I realized, for example, that “Christian apologetics,” was not a legitimate, honest quest for true understanding of world religions (as you might find in the discipline of comparative theology). Rather, very often it was (and is) a polemical enterprise; it was about “winning” a rhetorical argument abut the superiority of Christianity over other religions or over atheism (or in common parlance, “world views”) even when it meant ignoring contradictions and serious problems within one’s own faith tradition and theology.

Similarly, I learned that the doctrine of biblical inerrancy was used as a shield against real discrepancies or problems within the Bible and as a way of imposing theological authority over others — not to mention as a political weapon within institutions that strive to impose order and uniformity.

I also came to understand that evangelicalism was just as relativistic, or perspectivalist, if not more so, than any other religious or ideological perspective. The doctrine of inerrancy actually encourages a strong perspectivalism, because one cannot hold firmly to the doctrine and also have genuine freedom or room to ask serious questions of the text — if those questions run against the grain of the received, authoritative perspective. And cultures (seminaries, colleges, churches, etc.) driven by inerrancy squelch genuine curiosity, often with serious consequences — loss of job, etc.

D.G. Hart concludes a recent post by briefly suggesting (if I understand him correctly) that “true truth” is the opposite of relativism.

But that’s just not true.

“True truth” is an odd phrase made famous by Francis Schaffer, the late apologist so highly revered in conservative evangelical circles. For Schaeffer, “true truth” is basically the conviction that there is such a thing as Absolute Truth and that, as Schaeffer puts it: “it is possible to know that truth, not exhaustively but truly.”

Schaeffer disliked and even derided fideism, which he saw as a retreat from the rigorous arguments of reason and evidence into the warm blanket of faith. As he put it, “Patting people on the head, they [fideists] say, ‘Don’t ask questions, dear, just believe.”

But underlying Schaeffer’s supposed commitment to evidentialism was presuppositionalism, of the sort that Cornelius Van Till advocated. The premise of presuppositionalism is that only God provides the proper beginnings (presuppositions) for [sinful] people to think rationally and “truly” about the world. So, the authority of divine revelation and the inerrancy of Scripture is a presupposition that must be believed in order for people to discover the content of true truth, or at least the content of that truth which is contained in divine revelation.

It’s a famously circular argument. And it circles everything back to the presupposition that the Bible completely and utterly without errors because its author, God, is incapable of erring.

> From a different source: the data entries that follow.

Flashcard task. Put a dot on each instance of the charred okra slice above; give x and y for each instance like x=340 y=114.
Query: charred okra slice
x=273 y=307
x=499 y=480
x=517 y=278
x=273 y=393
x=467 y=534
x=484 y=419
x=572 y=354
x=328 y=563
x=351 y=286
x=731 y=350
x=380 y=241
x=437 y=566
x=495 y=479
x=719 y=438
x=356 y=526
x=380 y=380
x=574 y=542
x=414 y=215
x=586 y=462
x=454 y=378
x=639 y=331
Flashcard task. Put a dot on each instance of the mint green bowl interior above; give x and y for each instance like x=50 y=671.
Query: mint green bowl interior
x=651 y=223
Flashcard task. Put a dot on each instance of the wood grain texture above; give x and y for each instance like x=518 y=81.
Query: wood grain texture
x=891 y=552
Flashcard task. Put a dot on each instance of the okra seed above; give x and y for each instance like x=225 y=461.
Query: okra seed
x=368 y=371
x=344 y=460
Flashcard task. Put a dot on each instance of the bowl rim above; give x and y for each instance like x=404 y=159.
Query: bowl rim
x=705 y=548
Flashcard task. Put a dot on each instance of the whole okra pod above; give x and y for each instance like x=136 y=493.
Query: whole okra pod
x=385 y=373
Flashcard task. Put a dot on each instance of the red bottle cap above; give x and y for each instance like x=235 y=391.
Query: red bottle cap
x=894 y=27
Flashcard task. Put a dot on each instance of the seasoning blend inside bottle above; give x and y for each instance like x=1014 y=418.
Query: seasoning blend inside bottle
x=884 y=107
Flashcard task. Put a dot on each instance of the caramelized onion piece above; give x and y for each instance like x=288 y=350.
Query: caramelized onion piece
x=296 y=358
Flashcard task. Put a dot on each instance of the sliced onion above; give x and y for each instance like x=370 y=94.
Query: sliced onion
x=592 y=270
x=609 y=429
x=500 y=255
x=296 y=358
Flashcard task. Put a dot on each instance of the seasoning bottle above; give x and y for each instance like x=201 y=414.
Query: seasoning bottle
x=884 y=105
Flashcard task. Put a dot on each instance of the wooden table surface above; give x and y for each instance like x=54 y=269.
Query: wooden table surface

Inerrancy is an epistemological security blanket that can also be used as a political weapon. And it’s not a good candidate for responding to a “post-truth” era; in truth, it only further intensifies the problem, which is that too many people are less interested in discovering truth — even if and when it means rethinking cherished beliefs — and more interested in confirming their own presuppositions.